Luzerne County Jane Doe 1973 remained in an unmarked grave within the boundaries of Maple Hill Cemetery until 2016 when her grave was disturbed for the first time since her burial. On September 26, 2016, she was one of three unidentified victims buried in the sacred grounds whose body was exhumed for DNA testing. Note: I’m not sure if DNA was recovered or not – I could not find a definite answer.

The question remains: “Who was Luzerne County Jane Doe 1973?”

While the initial reports stated 21 to 30 years of age, there is an interesting statement in the August 10, 1973 edition of the Standard Speaker (Hazleton, Pa), which makes me believe she may have been younger.

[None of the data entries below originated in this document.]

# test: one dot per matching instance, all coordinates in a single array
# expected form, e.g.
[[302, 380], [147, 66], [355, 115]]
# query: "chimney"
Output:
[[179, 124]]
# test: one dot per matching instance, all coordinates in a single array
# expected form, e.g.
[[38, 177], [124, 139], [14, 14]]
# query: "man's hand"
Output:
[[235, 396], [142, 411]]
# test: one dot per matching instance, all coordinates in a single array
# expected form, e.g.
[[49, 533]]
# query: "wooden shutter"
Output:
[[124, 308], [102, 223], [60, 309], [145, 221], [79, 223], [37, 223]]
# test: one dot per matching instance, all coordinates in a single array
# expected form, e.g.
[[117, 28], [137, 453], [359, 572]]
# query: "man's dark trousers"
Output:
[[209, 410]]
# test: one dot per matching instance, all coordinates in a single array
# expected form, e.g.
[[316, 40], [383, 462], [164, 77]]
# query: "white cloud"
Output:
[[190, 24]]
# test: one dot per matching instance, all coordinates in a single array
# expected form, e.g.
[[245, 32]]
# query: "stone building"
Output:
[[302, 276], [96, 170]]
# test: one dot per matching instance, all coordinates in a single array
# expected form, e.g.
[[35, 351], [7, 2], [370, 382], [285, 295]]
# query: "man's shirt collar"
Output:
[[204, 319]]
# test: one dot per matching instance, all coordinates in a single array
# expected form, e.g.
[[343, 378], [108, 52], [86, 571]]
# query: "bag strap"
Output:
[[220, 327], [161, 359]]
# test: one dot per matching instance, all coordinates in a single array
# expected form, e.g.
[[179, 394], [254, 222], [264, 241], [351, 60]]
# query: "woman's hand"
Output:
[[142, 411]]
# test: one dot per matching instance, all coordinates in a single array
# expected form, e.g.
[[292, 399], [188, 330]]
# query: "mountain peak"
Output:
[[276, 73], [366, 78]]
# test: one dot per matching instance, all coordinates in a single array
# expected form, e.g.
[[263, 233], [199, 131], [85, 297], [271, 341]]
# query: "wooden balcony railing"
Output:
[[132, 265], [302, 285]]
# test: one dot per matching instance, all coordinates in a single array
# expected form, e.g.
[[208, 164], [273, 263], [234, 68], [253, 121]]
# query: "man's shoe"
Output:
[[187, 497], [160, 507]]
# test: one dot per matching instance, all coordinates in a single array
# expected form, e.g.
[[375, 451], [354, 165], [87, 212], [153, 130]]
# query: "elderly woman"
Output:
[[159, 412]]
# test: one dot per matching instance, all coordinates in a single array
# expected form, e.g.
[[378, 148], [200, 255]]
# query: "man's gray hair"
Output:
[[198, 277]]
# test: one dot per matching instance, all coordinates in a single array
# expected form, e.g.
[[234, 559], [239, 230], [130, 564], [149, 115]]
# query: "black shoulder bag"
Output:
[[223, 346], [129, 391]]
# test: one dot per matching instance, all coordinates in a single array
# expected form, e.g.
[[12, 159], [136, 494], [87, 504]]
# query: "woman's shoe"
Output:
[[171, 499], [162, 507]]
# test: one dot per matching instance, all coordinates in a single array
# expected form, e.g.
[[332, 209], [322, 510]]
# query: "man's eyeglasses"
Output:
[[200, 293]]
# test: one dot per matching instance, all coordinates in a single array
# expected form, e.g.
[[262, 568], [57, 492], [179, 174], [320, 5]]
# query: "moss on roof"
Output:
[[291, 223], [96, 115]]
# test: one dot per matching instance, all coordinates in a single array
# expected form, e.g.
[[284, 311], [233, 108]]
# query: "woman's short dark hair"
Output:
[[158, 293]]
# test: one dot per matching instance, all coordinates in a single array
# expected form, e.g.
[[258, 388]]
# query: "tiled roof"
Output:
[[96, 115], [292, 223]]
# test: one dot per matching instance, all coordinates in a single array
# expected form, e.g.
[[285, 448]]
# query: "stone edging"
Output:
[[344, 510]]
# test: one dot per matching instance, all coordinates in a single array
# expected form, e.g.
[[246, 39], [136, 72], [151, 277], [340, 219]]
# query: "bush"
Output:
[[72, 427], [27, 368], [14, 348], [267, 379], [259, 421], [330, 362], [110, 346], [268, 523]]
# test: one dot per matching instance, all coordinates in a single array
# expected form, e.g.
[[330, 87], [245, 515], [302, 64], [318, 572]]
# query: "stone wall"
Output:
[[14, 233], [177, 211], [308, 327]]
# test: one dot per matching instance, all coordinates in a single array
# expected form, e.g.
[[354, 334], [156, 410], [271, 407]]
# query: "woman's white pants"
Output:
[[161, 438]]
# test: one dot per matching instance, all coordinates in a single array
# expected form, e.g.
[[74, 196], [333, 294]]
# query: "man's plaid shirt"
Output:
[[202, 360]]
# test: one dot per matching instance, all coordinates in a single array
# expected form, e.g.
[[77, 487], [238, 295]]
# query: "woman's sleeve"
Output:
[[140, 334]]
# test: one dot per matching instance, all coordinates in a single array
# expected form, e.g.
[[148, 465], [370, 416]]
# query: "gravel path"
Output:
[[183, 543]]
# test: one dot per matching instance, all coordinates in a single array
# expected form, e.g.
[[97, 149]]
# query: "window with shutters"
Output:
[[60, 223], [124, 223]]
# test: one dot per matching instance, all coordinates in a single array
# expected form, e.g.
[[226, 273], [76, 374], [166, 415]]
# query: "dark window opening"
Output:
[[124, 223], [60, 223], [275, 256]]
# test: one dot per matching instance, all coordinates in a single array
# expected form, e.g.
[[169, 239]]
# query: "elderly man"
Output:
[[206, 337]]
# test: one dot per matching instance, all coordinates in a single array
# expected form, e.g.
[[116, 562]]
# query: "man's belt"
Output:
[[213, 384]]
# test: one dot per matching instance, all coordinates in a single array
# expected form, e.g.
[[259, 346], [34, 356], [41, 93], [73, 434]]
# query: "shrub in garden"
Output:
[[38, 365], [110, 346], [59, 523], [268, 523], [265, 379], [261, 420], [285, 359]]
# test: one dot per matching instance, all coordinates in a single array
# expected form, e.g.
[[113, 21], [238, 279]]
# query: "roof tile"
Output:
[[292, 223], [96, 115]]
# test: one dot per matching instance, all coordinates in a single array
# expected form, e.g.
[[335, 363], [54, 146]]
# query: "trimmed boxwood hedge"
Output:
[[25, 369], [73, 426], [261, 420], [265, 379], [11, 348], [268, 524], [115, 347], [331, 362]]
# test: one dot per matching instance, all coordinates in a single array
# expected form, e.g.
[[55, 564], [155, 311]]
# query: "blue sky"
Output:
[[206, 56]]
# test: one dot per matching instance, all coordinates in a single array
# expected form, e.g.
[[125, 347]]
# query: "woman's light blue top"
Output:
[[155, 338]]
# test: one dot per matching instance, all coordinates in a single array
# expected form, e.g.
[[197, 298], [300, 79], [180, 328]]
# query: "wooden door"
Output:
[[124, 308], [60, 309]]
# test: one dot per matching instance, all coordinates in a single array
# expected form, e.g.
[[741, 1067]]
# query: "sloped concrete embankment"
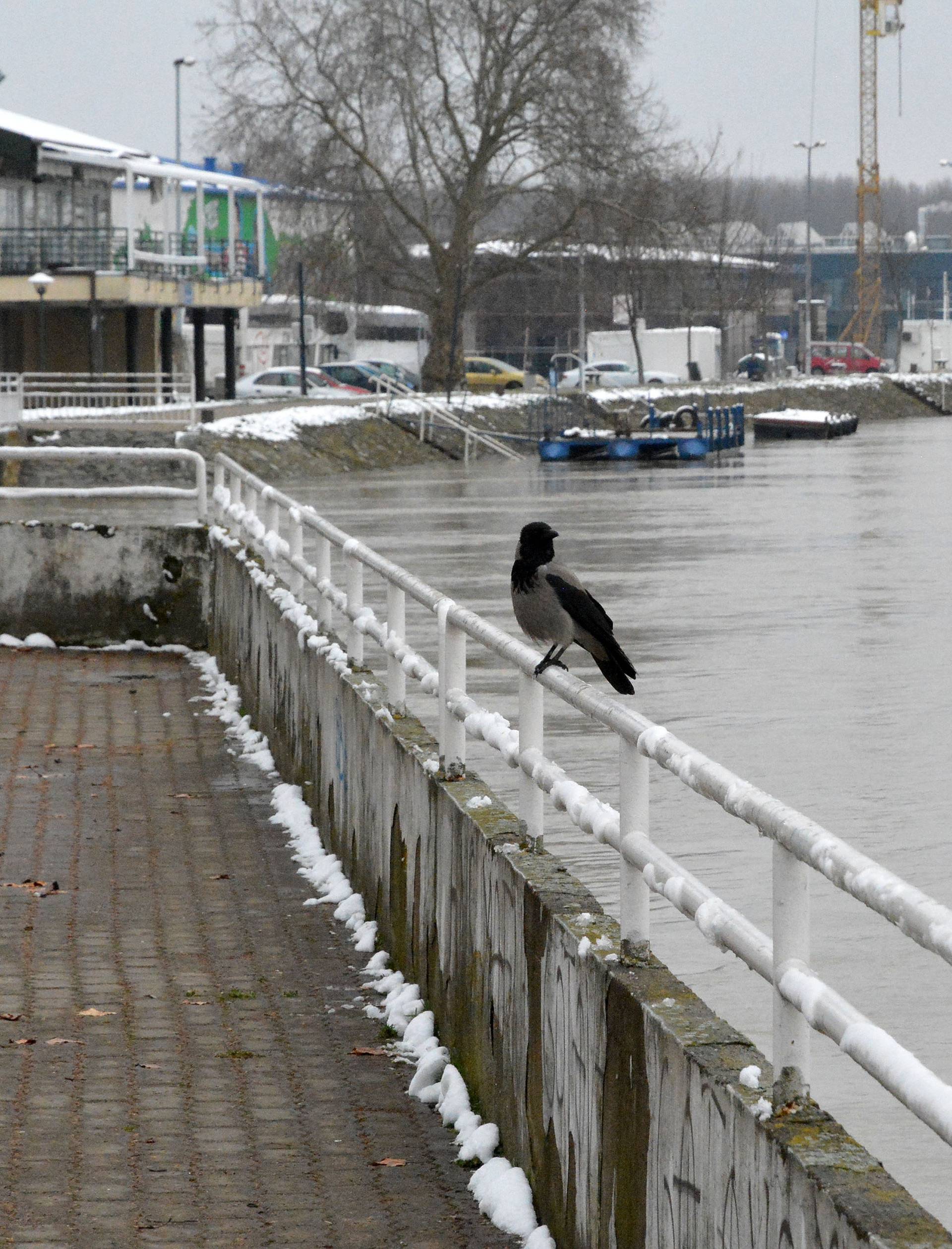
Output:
[[614, 1086]]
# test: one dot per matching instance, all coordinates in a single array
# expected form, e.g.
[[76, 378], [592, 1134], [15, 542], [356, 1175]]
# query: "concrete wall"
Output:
[[613, 1086], [91, 585]]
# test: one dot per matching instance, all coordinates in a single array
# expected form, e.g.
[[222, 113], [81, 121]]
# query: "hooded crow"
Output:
[[552, 606]]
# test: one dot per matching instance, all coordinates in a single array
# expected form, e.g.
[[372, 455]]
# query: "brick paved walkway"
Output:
[[215, 1101]]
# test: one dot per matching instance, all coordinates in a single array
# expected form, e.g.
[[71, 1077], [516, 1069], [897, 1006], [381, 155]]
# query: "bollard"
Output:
[[531, 739], [791, 944], [452, 676], [633, 822], [296, 539], [355, 602], [325, 611], [396, 628], [219, 485], [272, 525]]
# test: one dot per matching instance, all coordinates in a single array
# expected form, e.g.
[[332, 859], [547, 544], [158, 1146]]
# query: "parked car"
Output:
[[845, 358], [286, 382], [397, 373], [486, 374], [355, 373], [617, 373]]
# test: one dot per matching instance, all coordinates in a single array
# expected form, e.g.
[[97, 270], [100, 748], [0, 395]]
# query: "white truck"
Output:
[[665, 351]]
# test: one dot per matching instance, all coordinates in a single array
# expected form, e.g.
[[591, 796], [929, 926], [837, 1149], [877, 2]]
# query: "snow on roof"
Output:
[[48, 133], [61, 144]]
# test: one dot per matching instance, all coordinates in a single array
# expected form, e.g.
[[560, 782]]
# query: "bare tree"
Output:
[[436, 117]]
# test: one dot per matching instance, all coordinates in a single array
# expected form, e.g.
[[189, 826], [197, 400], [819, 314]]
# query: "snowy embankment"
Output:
[[501, 1189], [284, 425]]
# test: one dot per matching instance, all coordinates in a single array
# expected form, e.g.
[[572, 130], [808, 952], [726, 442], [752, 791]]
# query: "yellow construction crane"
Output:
[[878, 19]]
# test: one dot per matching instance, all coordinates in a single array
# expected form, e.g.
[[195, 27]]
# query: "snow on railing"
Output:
[[175, 455], [274, 524]]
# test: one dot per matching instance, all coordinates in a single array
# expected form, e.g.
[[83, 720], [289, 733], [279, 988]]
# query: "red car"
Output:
[[845, 358]]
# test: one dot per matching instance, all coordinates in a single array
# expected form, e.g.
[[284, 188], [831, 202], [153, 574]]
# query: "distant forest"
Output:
[[769, 200]]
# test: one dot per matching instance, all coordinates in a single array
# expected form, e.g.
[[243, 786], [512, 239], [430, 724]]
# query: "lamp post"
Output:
[[808, 349], [179, 63], [42, 283]]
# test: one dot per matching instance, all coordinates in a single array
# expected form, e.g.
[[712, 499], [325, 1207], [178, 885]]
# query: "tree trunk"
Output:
[[443, 369]]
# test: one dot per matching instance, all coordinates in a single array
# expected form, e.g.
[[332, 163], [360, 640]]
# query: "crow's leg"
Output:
[[552, 659], [545, 660]]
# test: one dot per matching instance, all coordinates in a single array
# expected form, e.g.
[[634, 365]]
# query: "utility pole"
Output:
[[583, 351], [808, 345], [301, 325], [179, 63]]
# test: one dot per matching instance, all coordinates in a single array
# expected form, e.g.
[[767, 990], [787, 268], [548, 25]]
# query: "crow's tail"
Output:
[[617, 669]]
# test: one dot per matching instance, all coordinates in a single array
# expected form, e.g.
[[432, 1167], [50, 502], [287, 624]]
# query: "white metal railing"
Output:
[[274, 525], [110, 395], [177, 455], [433, 411]]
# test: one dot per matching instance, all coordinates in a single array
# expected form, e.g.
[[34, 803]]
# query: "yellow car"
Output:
[[484, 374]]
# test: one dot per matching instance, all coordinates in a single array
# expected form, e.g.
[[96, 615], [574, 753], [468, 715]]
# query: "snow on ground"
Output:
[[286, 424], [501, 1189]]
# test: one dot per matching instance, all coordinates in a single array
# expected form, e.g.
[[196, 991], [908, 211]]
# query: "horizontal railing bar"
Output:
[[98, 493], [103, 454], [922, 918]]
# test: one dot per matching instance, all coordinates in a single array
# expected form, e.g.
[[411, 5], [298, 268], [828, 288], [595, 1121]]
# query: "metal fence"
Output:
[[155, 396], [274, 525], [88, 455]]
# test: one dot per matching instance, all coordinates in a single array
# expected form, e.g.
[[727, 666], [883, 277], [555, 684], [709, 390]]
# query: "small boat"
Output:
[[682, 435], [804, 424]]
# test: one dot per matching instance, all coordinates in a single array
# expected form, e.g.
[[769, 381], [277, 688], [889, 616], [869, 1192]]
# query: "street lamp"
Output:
[[42, 283], [808, 350], [179, 63]]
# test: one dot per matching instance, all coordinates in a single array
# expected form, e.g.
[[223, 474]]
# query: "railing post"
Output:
[[633, 822], [219, 485], [272, 525], [531, 739], [325, 611], [396, 627], [355, 602], [296, 541], [791, 944], [452, 676], [250, 498]]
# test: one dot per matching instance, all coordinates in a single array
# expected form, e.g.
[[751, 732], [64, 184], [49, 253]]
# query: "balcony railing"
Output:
[[24, 251]]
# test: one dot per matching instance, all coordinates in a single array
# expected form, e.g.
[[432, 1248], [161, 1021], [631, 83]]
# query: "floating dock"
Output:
[[800, 424], [682, 435]]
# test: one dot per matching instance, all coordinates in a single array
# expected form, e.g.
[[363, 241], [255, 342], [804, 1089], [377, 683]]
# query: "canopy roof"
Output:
[[75, 148]]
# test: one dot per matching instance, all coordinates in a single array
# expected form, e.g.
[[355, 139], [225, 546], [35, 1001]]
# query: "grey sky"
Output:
[[741, 66]]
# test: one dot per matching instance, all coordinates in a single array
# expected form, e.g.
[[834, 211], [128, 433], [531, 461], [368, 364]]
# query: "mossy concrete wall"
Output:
[[88, 585], [613, 1086]]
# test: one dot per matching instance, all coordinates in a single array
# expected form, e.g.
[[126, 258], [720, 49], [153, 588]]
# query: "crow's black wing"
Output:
[[584, 610]]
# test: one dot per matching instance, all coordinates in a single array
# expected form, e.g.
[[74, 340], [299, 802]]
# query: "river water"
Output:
[[789, 615]]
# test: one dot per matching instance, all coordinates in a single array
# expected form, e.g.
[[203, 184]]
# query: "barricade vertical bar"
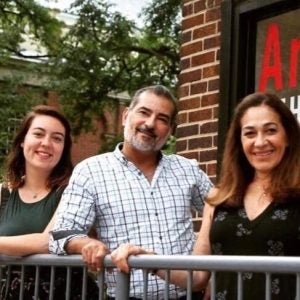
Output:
[[68, 284], [52, 277], [21, 296], [240, 286], [167, 284], [84, 282], [268, 286], [1, 277], [145, 280], [101, 284], [37, 281], [298, 286], [8, 279], [122, 287], [213, 285], [189, 285]]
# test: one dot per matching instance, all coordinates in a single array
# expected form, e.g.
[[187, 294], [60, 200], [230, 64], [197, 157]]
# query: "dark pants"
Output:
[[195, 296]]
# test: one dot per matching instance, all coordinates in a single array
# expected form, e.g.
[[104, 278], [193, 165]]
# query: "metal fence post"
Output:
[[122, 287]]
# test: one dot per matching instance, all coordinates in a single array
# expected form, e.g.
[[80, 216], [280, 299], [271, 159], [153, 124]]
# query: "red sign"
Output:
[[278, 58]]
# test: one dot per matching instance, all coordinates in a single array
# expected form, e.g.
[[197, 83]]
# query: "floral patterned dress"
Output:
[[275, 232]]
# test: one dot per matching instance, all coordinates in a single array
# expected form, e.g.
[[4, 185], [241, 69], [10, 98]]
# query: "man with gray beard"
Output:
[[135, 195]]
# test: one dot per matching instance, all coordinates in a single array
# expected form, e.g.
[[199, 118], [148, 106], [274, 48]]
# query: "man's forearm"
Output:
[[75, 245]]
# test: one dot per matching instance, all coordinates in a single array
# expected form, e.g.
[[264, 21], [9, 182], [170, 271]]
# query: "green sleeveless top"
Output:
[[275, 232], [18, 217]]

According to the article “Body of Woman Found at Tank,” police officers were checking schools for missing girls, which implies they thought she may have been younger. I believe this line of thought stems from her small stature.

In this same article, it is stated that state police had taken fingerprints from the deceased. This is something that is never mentioned again. Does the fingerprint card still exist? Was it lost? Were the fingerprints damaged and could not be used?

Where was Luzerne County Jane Doe 1973 from? With the body of the unidentified woman being found along the westbound lanes of Interstate 80, it would suggest she was from New York or New Jersey or some point east of the location she was discovered. Yet, it is very possible she could have been from Scranton or Philadelphia or from some place west of the location where she was discovered.

In the years since her death, there are more questions than answers. But what is known about Luzerne County Jane Doe 1973 is: she was African American between the ages of 18 and 40. She was five foot tall, weighed roughly 100 pounds, and had her hair pulled into a short ponytail. She had a partial upper plate with six teeth and brown eyes.

The unknown lady may not have her name yet, but hopefully one day she will be remembered by her name and not merely as a Jane Doe.

One thought on “Unsolved: Luzerne County Jane Doe 1973

  1. The fact that she had a dental plate suggests to me that her family was probably middle class, as I don’t think poor African-Americans in that era had access to much dental care. But if her family was middle class, she should have been reported missing. Two conflicting pieces of information; life does not always go as it might be expected to go, and neither does death!